By Andrés Zervigon, Rutgers University Posted April 25, 2013

Medium peter deathoverdresden

How did the 1945 bombing of Dresden, Germany, morph from one of the final acts of World War II into one of the first of the Cold War? This event certainly helped define the period it closed, one in which bombs, putsches, purges and gas chambers were used to slaughter millions of civilians, often by their own governments. Yet by 1950, official opinion behind the Iron Curtain had deemed Dresden’s destruction an act of capitalist aggression delivered by Anglo-American bombers that foretold an atomic catastrophe which only socialism could forestall. This carefully orchestrated reframing took the form of endless speeches and printed tirades. But photography provided its most compelling visual form. One of these now forgotten pictures was snapped by Dresden resident Richard Peter, a politically radical amateur “worker photographer” during the Weimar era and later a press photographer in the nascent German Democratic Republic. 

In the days following the bombing, Peter shot innumerable photographs, some of which have become iconic. Five years later he assembled a selection of these into a book titled Eine Kamera Klagt an [A Camera Accuses]. This picture of a construction worker, dressed nearly in rags and scaling a hastily assembled latter, seems innocuous enough. But the rhetorical framing that Peter gave his book, and the larger discourse he meant to engage, burdens  this construction worker with the weight of cold war symbolism. He is not merely an anonymous man scaling a destroyed building. He is the mighty proletarian, reclaiming Dresden from its capitalist destruction and putting the city on its heroic course to socialist reconstruction.

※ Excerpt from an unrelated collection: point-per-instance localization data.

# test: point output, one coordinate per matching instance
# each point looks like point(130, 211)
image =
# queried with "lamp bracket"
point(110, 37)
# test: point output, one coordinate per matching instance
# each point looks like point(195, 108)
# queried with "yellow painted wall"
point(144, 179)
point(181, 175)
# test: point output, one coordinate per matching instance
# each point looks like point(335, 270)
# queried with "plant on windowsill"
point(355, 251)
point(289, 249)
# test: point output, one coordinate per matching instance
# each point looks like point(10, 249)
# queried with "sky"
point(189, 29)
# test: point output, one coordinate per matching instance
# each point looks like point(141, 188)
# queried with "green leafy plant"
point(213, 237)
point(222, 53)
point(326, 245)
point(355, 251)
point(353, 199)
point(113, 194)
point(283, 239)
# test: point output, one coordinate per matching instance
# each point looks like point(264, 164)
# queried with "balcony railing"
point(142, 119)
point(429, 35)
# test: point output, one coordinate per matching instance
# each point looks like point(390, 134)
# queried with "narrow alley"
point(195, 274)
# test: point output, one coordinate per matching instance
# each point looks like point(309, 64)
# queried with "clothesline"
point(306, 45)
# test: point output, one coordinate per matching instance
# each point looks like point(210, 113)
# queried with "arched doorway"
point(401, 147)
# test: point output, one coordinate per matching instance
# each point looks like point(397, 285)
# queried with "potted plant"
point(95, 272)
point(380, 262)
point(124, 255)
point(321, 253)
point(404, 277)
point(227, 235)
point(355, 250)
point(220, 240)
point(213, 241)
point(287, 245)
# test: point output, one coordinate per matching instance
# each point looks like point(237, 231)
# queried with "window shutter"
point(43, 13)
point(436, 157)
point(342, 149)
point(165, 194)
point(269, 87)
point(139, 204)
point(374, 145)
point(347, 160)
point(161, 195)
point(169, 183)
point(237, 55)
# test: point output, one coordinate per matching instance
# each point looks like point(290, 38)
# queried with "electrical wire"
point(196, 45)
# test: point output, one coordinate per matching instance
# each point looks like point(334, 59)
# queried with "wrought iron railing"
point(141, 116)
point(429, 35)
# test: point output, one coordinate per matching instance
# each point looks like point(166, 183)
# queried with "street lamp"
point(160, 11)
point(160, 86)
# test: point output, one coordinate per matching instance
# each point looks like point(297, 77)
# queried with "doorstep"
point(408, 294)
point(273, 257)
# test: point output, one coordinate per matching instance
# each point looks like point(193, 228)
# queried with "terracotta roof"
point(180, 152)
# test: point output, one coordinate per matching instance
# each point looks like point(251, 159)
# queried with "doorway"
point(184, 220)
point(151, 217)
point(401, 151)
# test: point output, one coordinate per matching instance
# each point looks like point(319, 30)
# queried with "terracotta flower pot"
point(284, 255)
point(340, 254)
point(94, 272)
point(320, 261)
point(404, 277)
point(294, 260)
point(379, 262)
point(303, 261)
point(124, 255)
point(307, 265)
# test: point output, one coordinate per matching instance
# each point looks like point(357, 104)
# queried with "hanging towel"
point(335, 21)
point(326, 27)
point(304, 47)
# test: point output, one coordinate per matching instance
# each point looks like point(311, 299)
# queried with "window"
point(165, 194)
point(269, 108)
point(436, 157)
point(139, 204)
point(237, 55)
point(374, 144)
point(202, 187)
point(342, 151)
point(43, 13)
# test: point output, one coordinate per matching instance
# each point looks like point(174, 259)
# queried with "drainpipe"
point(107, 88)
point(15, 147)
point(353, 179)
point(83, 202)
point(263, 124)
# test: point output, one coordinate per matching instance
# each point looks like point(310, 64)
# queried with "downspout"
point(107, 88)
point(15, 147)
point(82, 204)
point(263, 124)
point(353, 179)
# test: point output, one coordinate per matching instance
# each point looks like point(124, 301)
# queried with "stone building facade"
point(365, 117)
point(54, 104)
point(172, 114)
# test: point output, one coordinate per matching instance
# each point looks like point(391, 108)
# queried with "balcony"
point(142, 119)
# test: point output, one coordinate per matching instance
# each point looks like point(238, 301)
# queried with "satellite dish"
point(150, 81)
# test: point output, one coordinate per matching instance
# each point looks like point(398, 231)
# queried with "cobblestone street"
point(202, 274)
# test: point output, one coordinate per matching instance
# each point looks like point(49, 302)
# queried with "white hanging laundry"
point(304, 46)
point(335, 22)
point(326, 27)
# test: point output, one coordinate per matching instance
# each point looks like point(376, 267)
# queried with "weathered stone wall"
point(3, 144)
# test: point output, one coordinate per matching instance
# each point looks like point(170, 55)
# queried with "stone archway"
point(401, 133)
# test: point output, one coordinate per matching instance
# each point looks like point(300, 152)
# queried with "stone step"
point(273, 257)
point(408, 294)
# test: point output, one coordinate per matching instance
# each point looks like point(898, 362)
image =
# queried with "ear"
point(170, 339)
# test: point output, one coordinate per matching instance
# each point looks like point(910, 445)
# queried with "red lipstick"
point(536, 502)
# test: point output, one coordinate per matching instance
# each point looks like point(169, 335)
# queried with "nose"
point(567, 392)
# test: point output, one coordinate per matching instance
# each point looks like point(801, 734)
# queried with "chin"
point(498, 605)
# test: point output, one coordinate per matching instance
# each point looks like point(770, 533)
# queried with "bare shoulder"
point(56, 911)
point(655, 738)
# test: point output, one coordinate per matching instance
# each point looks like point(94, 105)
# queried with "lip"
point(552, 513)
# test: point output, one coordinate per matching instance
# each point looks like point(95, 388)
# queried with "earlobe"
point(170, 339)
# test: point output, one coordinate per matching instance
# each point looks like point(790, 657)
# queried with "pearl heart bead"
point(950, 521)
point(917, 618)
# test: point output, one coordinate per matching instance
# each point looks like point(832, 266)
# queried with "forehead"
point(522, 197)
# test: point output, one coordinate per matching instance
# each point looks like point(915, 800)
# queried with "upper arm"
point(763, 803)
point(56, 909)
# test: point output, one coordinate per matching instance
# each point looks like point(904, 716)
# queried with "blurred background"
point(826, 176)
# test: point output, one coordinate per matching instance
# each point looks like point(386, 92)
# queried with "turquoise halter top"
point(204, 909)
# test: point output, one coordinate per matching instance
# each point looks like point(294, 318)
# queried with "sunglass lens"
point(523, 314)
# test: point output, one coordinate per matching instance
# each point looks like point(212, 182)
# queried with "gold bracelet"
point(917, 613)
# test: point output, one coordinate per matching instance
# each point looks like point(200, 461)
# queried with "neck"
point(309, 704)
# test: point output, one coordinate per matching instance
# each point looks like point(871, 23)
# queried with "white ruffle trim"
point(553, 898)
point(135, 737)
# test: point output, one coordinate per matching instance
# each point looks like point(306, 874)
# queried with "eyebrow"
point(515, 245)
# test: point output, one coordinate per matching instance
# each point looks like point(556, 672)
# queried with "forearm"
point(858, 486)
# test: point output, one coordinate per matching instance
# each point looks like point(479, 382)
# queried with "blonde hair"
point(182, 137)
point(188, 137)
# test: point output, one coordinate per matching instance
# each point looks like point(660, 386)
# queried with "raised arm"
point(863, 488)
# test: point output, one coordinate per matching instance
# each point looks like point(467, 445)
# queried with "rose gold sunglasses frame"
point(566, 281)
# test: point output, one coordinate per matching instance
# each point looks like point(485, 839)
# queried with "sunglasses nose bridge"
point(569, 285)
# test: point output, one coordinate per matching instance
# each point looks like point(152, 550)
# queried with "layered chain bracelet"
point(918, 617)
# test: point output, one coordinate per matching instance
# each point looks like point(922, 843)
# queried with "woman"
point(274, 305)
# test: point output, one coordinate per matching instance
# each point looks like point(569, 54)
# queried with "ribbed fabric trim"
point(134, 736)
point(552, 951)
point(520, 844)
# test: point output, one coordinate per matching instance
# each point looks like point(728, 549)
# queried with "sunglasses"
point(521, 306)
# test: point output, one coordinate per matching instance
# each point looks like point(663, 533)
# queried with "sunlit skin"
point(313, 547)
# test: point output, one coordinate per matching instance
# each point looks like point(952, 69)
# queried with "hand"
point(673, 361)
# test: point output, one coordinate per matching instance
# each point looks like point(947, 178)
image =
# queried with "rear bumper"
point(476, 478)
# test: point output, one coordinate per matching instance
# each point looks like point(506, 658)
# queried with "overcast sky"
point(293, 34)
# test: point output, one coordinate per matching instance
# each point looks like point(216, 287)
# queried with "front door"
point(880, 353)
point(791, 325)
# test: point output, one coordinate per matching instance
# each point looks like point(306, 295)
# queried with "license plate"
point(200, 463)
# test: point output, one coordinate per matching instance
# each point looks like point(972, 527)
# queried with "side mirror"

Peter shot him dramatically from below as he slips skyward along a diagonal defined by the latter itself, his mallet and the canister on his back. The worker now rises like a phoenix from the city’s ashes and correspondingly serves a reincarnation of the figure of death Peter placed near the book’s beginning. This skeleton, actually used for modeling at the city’s art academy, seems to scratch at the void that once was the Frauenkirche [Church of our Lady], gesturing toward the rubble heap that would become a monument to Dresden’s destruction, until its 2008 reconstruction. Poet and politician Max Zimmerling summed up the significance of these photographs in the book’s prologue: "The brilliance that once was in your eyes, illuminated by music/ and painting,/ Was made to yield to a particular shame, and that shame/ Carries the name of Wall Street."